The court may appoint a guardian of the fortune of the minor. The court maintains a continuing supervisory jurisdiction and function.
Circuit Court Procedure
There exists a parallel jurisdiction for the Circuit Court in wardship matters. It arises only where the assets of the person concerned are less than €6,348 (£5, 000) or where income does not exceed €380 (£300). The Circuit Court also has jurisdiction over wards who are under the age of 18 years.
There is s special form of civil bill as to capacity which is designated for the institution of proceedings to make a person a ward of court. The petitioner or his solicitor files a civil bill with the County Registrar, in the county where the person alleged to be unable to manage his affairs resides. The Civil Bill must give certain particulars, set out assets and liabilities, particulars of dependants and confirm the property qualification for CC jurisdiction.
Affidavits must be filed by persons interested in the wellbeing of the person concerned and by a medical practitioner. The medical practitioner’s affidavit must set out the nature of the alleged unsoundness of mind.

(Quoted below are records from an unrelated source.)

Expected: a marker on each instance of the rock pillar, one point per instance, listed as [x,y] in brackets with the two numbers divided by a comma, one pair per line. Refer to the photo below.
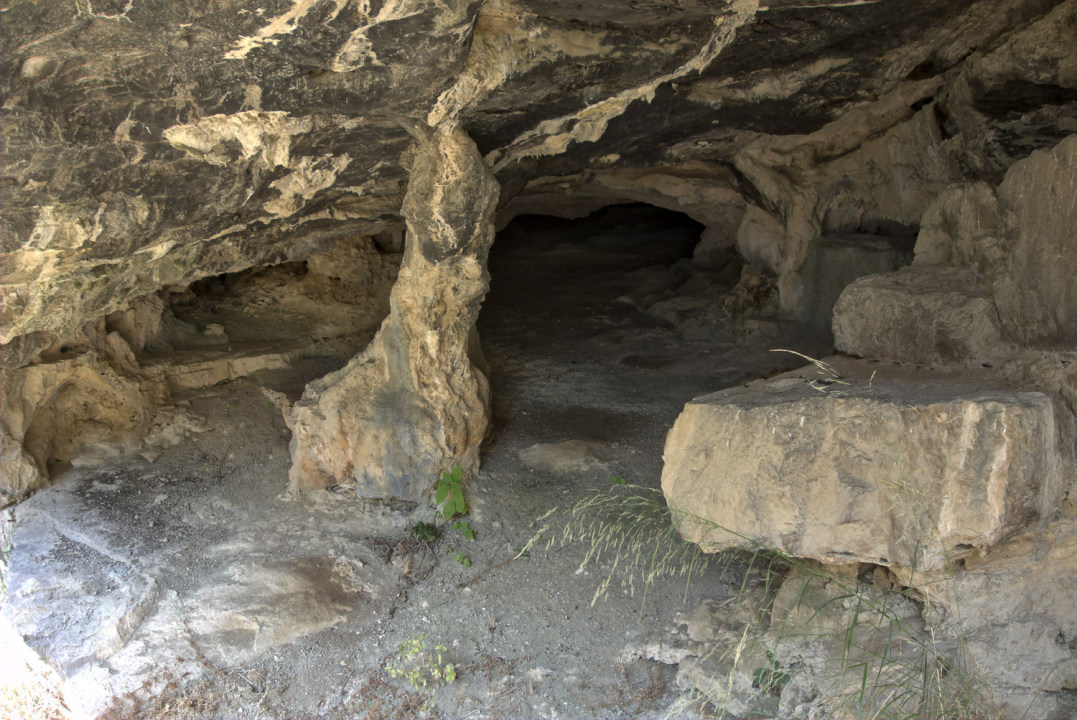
[415,401]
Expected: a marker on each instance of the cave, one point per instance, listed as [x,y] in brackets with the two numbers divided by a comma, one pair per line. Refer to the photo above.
[537,358]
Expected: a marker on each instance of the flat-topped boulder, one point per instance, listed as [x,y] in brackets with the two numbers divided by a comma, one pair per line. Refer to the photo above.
[865,462]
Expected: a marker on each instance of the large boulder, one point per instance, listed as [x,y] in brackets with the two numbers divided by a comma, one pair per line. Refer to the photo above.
[993,269]
[869,462]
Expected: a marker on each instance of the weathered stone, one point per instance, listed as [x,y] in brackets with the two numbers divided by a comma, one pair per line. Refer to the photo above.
[1034,288]
[1010,607]
[991,271]
[873,463]
[74,397]
[568,456]
[834,262]
[415,403]
[919,315]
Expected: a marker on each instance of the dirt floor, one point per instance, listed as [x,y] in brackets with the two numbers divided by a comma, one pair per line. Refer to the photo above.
[181,583]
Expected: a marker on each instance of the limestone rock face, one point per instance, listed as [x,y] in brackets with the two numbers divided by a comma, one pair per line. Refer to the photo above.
[415,403]
[993,269]
[895,468]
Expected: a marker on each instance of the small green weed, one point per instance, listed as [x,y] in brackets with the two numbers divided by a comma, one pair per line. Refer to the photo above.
[424,532]
[420,667]
[770,679]
[449,493]
[464,528]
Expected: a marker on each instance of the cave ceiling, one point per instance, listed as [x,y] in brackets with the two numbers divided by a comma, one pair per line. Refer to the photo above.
[154,142]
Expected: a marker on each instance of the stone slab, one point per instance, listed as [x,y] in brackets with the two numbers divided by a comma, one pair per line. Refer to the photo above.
[875,463]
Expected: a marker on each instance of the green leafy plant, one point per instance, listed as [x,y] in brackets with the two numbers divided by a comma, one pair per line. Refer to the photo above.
[418,666]
[424,532]
[449,493]
[770,678]
[464,528]
[881,663]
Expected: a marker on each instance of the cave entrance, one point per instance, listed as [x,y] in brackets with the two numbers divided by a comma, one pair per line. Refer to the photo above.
[596,328]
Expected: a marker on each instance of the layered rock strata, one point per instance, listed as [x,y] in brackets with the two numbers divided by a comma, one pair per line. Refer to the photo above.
[956,478]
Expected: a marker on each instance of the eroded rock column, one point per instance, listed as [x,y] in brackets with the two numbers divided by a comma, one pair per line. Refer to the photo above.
[415,401]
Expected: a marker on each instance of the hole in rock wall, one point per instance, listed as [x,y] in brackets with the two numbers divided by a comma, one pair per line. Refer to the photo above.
[84,396]
[597,326]
[317,312]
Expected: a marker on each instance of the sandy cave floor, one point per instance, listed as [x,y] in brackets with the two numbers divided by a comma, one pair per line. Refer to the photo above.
[212,596]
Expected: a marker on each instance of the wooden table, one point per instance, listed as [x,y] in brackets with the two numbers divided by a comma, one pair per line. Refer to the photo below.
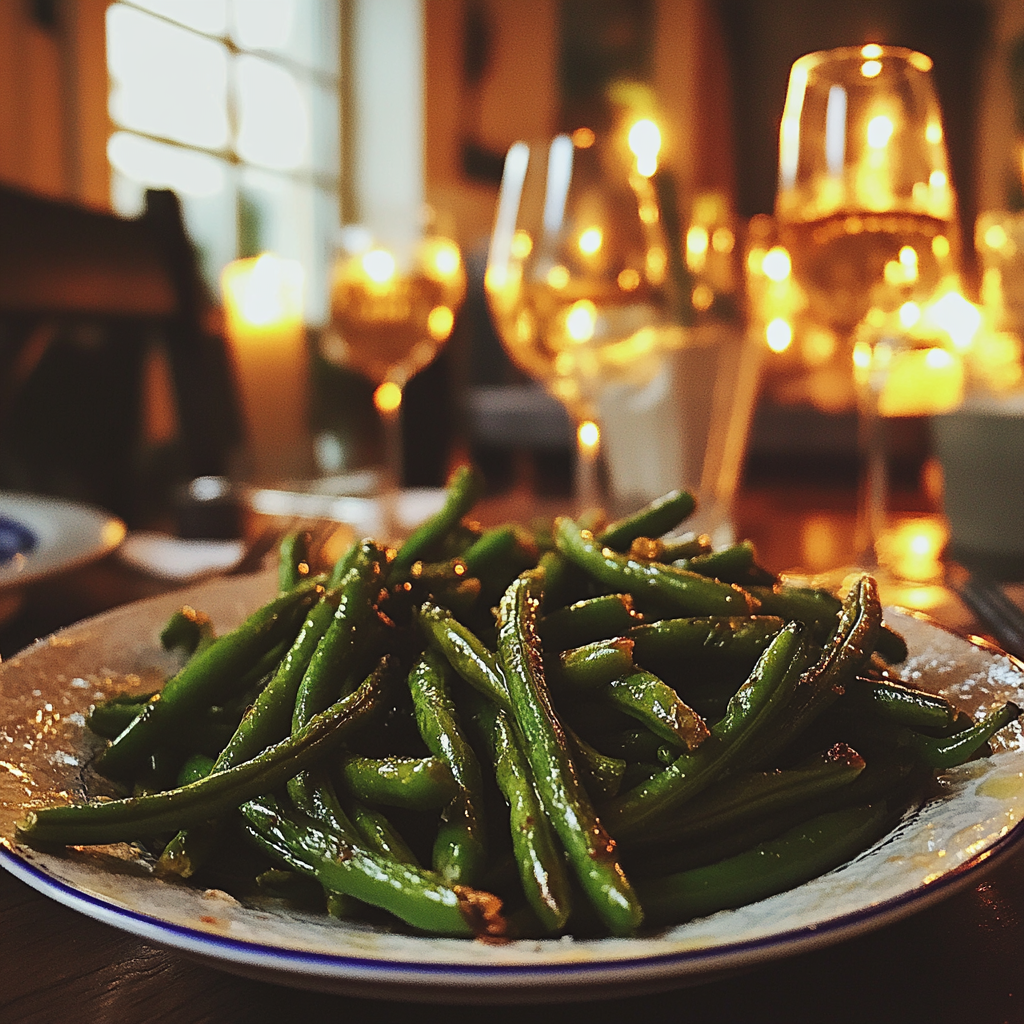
[958,961]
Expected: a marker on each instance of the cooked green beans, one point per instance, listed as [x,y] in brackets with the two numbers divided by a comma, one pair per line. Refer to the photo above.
[589,848]
[713,745]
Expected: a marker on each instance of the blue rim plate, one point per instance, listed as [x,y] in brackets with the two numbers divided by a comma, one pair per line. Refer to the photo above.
[44,751]
[67,535]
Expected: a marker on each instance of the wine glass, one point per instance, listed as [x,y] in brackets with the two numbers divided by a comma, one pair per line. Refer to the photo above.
[866,213]
[579,275]
[394,295]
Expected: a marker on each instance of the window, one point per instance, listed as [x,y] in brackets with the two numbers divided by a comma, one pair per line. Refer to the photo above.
[235,105]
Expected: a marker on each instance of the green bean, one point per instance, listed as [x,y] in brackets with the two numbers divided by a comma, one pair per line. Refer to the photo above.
[538,855]
[465,652]
[266,722]
[796,857]
[655,705]
[733,564]
[465,487]
[207,678]
[947,752]
[343,866]
[196,766]
[592,667]
[728,805]
[416,783]
[752,711]
[460,848]
[682,592]
[816,607]
[187,630]
[601,774]
[380,835]
[123,820]
[729,639]
[653,520]
[902,705]
[499,556]
[844,656]
[892,646]
[593,619]
[591,851]
[293,559]
[112,717]
[336,652]
[684,547]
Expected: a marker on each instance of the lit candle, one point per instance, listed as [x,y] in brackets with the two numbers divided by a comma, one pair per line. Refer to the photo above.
[263,307]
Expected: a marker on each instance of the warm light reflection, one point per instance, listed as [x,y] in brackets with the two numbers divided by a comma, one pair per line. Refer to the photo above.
[702,297]
[957,317]
[778,335]
[445,258]
[880,130]
[581,321]
[776,264]
[558,276]
[589,434]
[722,241]
[584,138]
[590,241]
[387,397]
[522,244]
[645,142]
[629,280]
[379,265]
[440,320]
[696,240]
[995,237]
[909,313]
[262,291]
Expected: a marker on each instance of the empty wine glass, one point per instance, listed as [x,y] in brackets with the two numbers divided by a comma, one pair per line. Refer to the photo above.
[578,273]
[866,213]
[394,295]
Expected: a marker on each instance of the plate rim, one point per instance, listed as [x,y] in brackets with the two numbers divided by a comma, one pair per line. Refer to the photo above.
[411,973]
[108,530]
[311,968]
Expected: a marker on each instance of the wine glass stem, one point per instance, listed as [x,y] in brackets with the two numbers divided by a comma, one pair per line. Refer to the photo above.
[587,485]
[873,478]
[391,474]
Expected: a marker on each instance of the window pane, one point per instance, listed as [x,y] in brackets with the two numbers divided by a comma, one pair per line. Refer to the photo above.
[204,183]
[166,81]
[203,15]
[262,25]
[273,114]
[327,130]
[303,31]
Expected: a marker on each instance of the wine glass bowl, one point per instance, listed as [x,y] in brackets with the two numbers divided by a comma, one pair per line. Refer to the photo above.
[394,296]
[867,214]
[392,303]
[864,205]
[578,276]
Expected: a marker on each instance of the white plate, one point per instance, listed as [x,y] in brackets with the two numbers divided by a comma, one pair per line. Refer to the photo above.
[44,751]
[68,535]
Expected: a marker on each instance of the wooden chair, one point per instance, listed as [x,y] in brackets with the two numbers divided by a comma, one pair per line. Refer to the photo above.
[83,296]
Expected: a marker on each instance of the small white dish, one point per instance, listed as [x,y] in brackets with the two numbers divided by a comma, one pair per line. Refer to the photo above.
[45,751]
[68,535]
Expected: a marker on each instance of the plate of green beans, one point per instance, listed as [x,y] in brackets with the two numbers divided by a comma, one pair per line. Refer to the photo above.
[514,764]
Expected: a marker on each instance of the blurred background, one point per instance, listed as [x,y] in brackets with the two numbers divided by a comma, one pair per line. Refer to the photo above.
[223,129]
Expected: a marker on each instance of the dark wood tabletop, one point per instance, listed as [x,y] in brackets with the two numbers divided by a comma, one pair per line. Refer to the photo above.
[958,961]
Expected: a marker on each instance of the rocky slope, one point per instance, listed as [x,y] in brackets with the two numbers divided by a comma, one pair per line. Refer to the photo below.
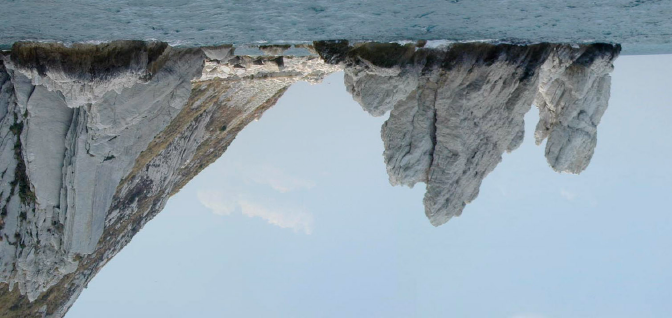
[455,111]
[95,139]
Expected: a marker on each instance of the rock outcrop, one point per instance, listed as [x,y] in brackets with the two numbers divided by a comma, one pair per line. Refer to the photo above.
[96,138]
[455,110]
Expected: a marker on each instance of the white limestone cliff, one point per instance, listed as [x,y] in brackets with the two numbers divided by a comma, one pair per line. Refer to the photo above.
[94,139]
[455,111]
[573,95]
[90,157]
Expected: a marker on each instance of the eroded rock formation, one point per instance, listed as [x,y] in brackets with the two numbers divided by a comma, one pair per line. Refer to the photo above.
[455,110]
[96,138]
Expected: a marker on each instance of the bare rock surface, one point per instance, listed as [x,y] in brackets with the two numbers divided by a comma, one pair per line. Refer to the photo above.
[455,110]
[94,139]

The respondent may file a response within 10 days and contest the matter. If he fails to lodge an appearance, an application may be made to the Circuit Court office for the appointment of a guardian for the purpose of representing the respondent. If an appearance is entered, a defence is required which would set out the basis on which the application is disputed.
The applicant may serve a notice of trial, on all persons concerned. At the hearing, the Circuit judge considers the evidence in relation to the application. He may direct a further medical affidavit. He may adjourn the matter pending receipts of reports.
Circuit Court Appointment
If the Circuit judge is of the opinion that the respondent is of “unsound mind” , and incapable of managing his affairs, and that he requires protection, he may declare the person to be such and appoint or give directions to the appointment of a guardian of the person or property. Separate guardians may be appointed. The guardian may be a spouse or next of kin. The preferences of the respondent may be taken into account where he is capable of understanding the matter.
The guardian must give security. The Circuit Court order will specify the powers of the guardian. The funds may be directed in such manner as the judge directs. The guardian may be ordered to render accounts to the County Registrar’s office.
If the assets of the person concerned increase beyond the jurisdiction of the Circuit Court, this must be notified to the Circuit Court office and the Office of Wards of Court. An application may be made to have the matter transferred to the High Court.
The guardian must make annual returns to the Circuit Court office similar to those required of in the Office of Wards of Court.